Gudangberita.co.id, Natuna – Pemerintah Kabupaten Natuna resmi memberlakukan aturan ketat dalam penyaluran beras subsidi guna memastikan distribusi yang adil, tepat sasaran, dan mencegah penyimpangan di lapangan. Penyaluran kini hanya dilakukan melalui saluran resmi yang telah diverifikasi pemerintah.
Kepala Cabang Perum Bulog Ranai, Delly Bayu, menjelaskan bahwa jalur distribusi beras subsidi saat ini hanya melalui mitra resmi seperti koperasi TNI/Polri, Koperasi Merah Putih, serta outlet binaan Pemerintah Daerah (Pemda).
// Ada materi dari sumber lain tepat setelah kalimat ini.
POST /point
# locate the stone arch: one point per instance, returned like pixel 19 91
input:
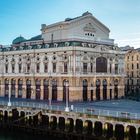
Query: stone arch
pixel 54 90
pixel 69 125
pixel 104 89
pixel 131 132
pixel 98 89
pixel 46 89
pixel 45 121
pixel 119 131
pixel 6 82
pixel 20 90
pixel 28 89
pixel 53 122
pixel 38 88
pixel 108 130
pixel 98 128
pixel 88 127
pixel 79 126
pixel 13 87
pixel 101 65
pixel 65 90
pixel 85 90
pixel 116 82
pixel 61 123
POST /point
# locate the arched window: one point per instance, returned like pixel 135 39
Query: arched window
pixel 101 64
pixel 28 89
pixel 104 89
pixel 54 90
pixel 13 87
pixel 65 90
pixel 37 89
pixel 85 90
pixel 97 89
pixel 20 83
pixel 116 89
pixel 6 87
pixel 46 89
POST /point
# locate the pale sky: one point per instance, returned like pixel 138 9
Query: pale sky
pixel 24 17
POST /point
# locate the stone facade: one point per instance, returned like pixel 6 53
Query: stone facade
pixel 82 56
pixel 132 67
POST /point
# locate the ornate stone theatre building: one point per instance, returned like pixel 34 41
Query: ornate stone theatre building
pixel 76 51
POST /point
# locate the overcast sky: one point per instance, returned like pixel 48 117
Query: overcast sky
pixel 24 17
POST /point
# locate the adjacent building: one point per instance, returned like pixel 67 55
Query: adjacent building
pixel 74 57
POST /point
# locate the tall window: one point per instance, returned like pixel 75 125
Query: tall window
pixel 45 67
pixel 65 67
pixel 19 67
pixel 37 67
pixel 137 66
pixel 101 64
pixel 85 67
pixel 13 68
pixel 28 67
pixel 54 67
pixel 132 66
pixel 6 68
pixel 116 68
pixel 91 67
pixel 110 68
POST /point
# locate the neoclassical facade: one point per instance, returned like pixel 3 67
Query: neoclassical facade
pixel 132 67
pixel 77 51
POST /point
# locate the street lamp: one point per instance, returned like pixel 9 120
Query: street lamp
pixel 67 102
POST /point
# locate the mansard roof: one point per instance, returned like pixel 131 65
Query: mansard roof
pixel 70 20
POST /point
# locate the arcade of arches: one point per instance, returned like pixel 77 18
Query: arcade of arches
pixel 81 89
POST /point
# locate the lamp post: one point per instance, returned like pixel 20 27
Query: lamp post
pixel 67 102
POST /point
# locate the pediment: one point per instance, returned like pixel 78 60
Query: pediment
pixel 89 27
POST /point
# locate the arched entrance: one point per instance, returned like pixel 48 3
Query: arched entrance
pixel 20 83
pixel 101 65
pixel 91 97
pixel 104 89
pixel 97 89
pixel 6 87
pixel 65 90
pixel 13 87
pixel 54 90
pixel 46 89
pixel 28 89
pixel 37 89
pixel 116 89
pixel 85 90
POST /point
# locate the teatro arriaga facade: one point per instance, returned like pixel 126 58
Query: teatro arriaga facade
pixel 74 57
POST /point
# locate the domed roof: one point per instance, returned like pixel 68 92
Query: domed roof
pixel 18 40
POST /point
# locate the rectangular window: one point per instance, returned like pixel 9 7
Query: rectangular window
pixel 54 67
pixel 116 68
pixel 85 67
pixel 65 67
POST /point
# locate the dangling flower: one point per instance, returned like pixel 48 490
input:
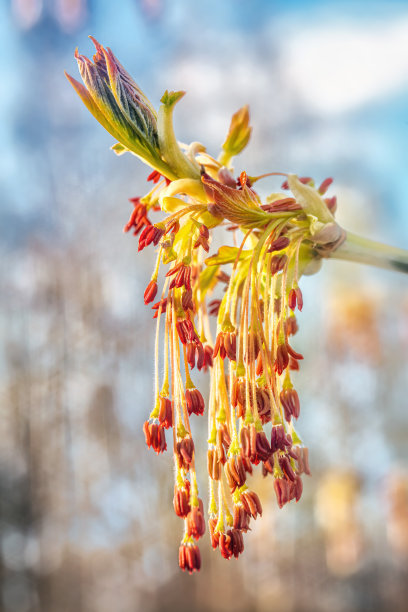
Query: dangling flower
pixel 250 288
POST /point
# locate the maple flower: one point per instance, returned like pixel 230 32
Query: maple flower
pixel 250 287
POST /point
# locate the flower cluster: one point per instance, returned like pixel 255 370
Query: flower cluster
pixel 232 313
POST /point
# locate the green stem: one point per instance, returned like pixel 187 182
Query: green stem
pixel 361 250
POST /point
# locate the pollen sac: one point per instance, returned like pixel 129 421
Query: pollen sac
pixel 290 402
pixel 213 464
pixel 181 500
pixel 189 558
pixel 231 543
pixel 279 439
pixel 185 452
pixel 196 522
pixel 251 503
pixel 150 292
pixel 166 412
pixel 235 472
pixel 226 346
pixel 195 402
pixel 155 437
pixel 241 518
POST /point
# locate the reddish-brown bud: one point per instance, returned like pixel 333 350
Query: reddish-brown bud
pixel 181 501
pixel 213 307
pixel 280 243
pixel 186 449
pixel 279 439
pixel 215 535
pixel 213 464
pixel 194 401
pixel 155 436
pixel 196 522
pixel 286 467
pixel 187 300
pixel 282 490
pixel 189 558
pixel 290 402
pixel 282 358
pixel 278 262
pixel 166 412
pixel 241 518
pixel 235 472
pixel 150 292
pixel 251 503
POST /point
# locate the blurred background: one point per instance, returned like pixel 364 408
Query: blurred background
pixel 86 519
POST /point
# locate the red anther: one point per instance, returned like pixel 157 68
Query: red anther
pixel 181 501
pixel 251 503
pixel 165 412
pixel 196 522
pixel 156 307
pixel 292 299
pixel 186 449
pixel 280 243
pixel 291 326
pixel 146 431
pixel 230 345
pixel 285 204
pixel 237 542
pixel 268 466
pixel 154 176
pixel 282 490
pixel 182 331
pixel 215 535
pixel 245 438
pixel 146 237
pixel 155 437
pixel 200 356
pixel 324 186
pixel 219 344
pixel 175 269
pixel 278 263
pixel 213 307
pixel 187 300
pixel 279 440
pixel 187 277
pixel 190 354
pixel 298 488
pixel 195 402
pixel 243 178
pixel 138 218
pixel 299 297
pixel 286 468
pixel 241 518
pixel 282 358
pixel 213 465
pixel 235 472
pixel 225 545
pixel 303 461
pixel 150 292
pixel 208 353
pixel 247 464
pixel 290 402
pixel 204 231
pixel 189 558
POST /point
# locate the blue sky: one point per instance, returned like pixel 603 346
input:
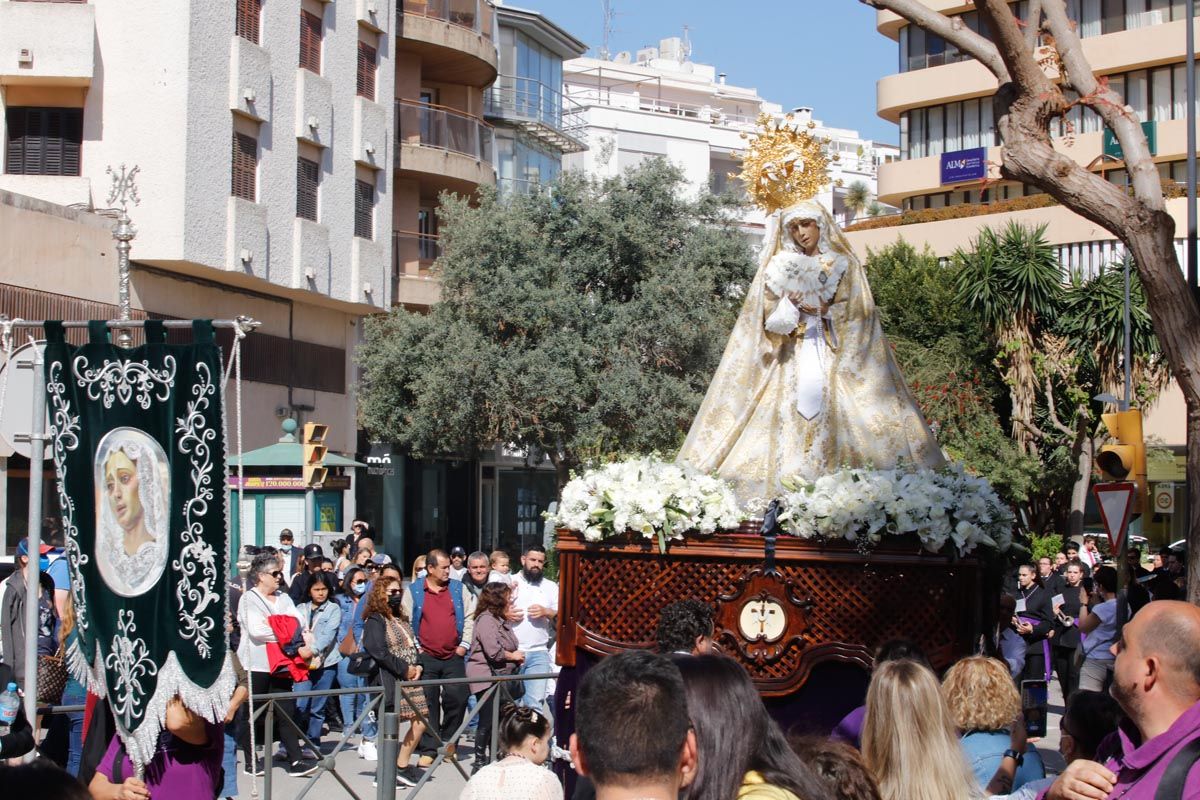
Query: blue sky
pixel 819 53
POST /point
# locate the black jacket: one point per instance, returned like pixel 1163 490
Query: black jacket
pixel 391 667
pixel 1037 608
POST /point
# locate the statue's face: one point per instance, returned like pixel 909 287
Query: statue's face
pixel 121 486
pixel 807 235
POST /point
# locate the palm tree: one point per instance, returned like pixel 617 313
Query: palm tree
pixel 1014 282
pixel 858 198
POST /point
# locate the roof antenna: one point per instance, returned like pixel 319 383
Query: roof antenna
pixel 609 14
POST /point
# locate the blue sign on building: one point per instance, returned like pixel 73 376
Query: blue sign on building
pixel 963 166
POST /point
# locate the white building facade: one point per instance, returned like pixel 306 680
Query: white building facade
pixel 657 102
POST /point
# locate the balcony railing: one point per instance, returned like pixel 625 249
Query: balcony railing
pixel 711 114
pixel 541 110
pixel 478 16
pixel 444 128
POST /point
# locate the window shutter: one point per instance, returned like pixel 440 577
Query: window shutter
pixel 245 163
pixel 43 140
pixel 249 16
pixel 307 179
pixel 310 42
pixel 366 71
pixel 364 209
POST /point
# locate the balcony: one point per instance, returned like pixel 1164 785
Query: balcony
pixel 454 38
pixel 412 256
pixel 47 43
pixel 539 110
pixel 438 140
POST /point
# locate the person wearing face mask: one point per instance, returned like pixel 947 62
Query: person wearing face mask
pixel 323 617
pixel 289 554
pixel 389 639
pixel 354 587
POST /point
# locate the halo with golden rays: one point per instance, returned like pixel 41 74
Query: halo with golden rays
pixel 784 164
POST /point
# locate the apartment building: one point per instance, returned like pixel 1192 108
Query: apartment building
pixel 658 102
pixel 941 101
pixel 445 59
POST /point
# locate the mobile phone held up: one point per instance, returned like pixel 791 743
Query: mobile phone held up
pixel 1035 702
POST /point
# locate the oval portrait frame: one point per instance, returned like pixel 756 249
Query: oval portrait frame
pixel 131 576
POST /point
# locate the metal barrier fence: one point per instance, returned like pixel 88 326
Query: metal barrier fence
pixel 388 740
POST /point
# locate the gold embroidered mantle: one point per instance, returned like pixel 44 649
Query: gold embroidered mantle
pixel 748 428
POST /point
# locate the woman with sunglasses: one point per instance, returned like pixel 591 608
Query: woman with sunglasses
pixel 265 600
pixel 389 639
pixel 354 588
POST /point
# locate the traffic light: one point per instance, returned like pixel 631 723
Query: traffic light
pixel 315 453
pixel 1126 459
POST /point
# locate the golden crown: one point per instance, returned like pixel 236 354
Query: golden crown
pixel 783 164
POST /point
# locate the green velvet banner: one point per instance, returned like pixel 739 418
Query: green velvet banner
pixel 139 450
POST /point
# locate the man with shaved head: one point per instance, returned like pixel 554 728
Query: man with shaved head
pixel 1156 679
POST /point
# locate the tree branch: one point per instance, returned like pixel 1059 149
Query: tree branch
pixel 1109 104
pixel 953 31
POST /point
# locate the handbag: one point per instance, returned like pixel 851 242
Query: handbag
pixel 361 663
pixel 52 678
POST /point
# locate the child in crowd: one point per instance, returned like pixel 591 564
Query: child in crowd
pixel 501 570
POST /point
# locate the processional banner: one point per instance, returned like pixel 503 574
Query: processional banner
pixel 139 451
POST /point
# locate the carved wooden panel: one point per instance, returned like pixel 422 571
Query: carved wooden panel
pixel 612 595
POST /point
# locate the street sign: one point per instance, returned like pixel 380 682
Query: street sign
pixel 1115 501
pixel 1113 148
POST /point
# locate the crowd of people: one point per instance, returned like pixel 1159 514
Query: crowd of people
pixel 684 722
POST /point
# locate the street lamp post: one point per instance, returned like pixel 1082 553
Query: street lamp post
pixel 1192 144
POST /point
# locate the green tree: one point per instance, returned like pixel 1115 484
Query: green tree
pixel 1013 281
pixel 946 359
pixel 580 322
pixel 858 198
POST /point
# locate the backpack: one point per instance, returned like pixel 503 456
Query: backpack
pixel 1175 779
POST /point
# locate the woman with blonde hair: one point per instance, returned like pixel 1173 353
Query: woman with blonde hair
pixel 987 710
pixel 909 739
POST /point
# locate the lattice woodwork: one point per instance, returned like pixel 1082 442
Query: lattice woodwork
pixel 612 597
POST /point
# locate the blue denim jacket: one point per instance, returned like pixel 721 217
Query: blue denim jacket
pixel 984 751
pixel 325 625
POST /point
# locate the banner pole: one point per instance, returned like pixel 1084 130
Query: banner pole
pixel 33 587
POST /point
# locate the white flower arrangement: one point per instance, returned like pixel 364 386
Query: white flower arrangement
pixel 947 506
pixel 664 500
pixel 654 498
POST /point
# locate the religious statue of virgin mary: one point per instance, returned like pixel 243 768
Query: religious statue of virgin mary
pixel 808 383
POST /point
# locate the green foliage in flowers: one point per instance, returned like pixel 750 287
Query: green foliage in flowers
pixel 579 322
pixel 1044 546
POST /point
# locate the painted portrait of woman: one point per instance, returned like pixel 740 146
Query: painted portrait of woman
pixel 132 503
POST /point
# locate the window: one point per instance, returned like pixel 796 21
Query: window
pixel 43 140
pixel 307 179
pixel 245 166
pixel 249 14
pixel 310 42
pixel 364 209
pixel 366 71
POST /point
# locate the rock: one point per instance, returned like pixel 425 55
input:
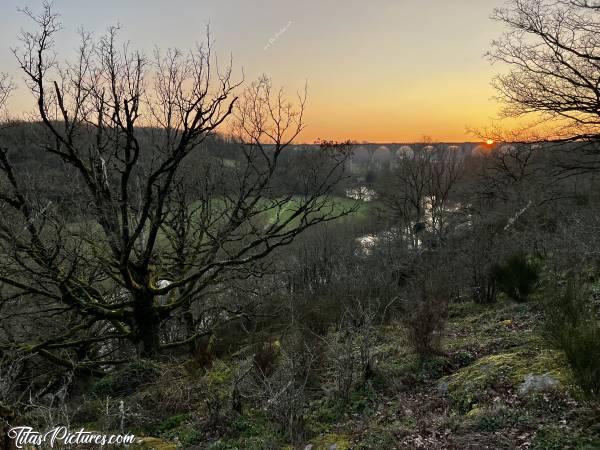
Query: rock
pixel 538 383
Toko-toko di pasar umum dan warung belum sepenuhnya terverifikasi, sehingga untuk sementara waktu tidak dilibatkan dalam penyaluran.
“Penyaluran hanya dilakukan melalui mitra resmi yang telah diverifikasi. Pasar umum masih dalam proses verifikasi agar tidak terjadi penyalahgunaan,” ujar Delly Bayu saat peluncuran bantuan pangan di Kantor Lurah Ranai, Rabu (23/7/2025).
Warga Maksimal Beli 10 Kg, Penerima Difoto Sebagai Bukti
Untuk menjaga transparansi dan keadilan, setiap keluarga hanya diizinkan membeli maksimal 10 kg atau dua sak (1 sak = 5 kg) beras subsidi. Selain itu, pengelola penyaluran diwajibkan mendokumentasikan proses serah terima melalui foto penerima bantuan.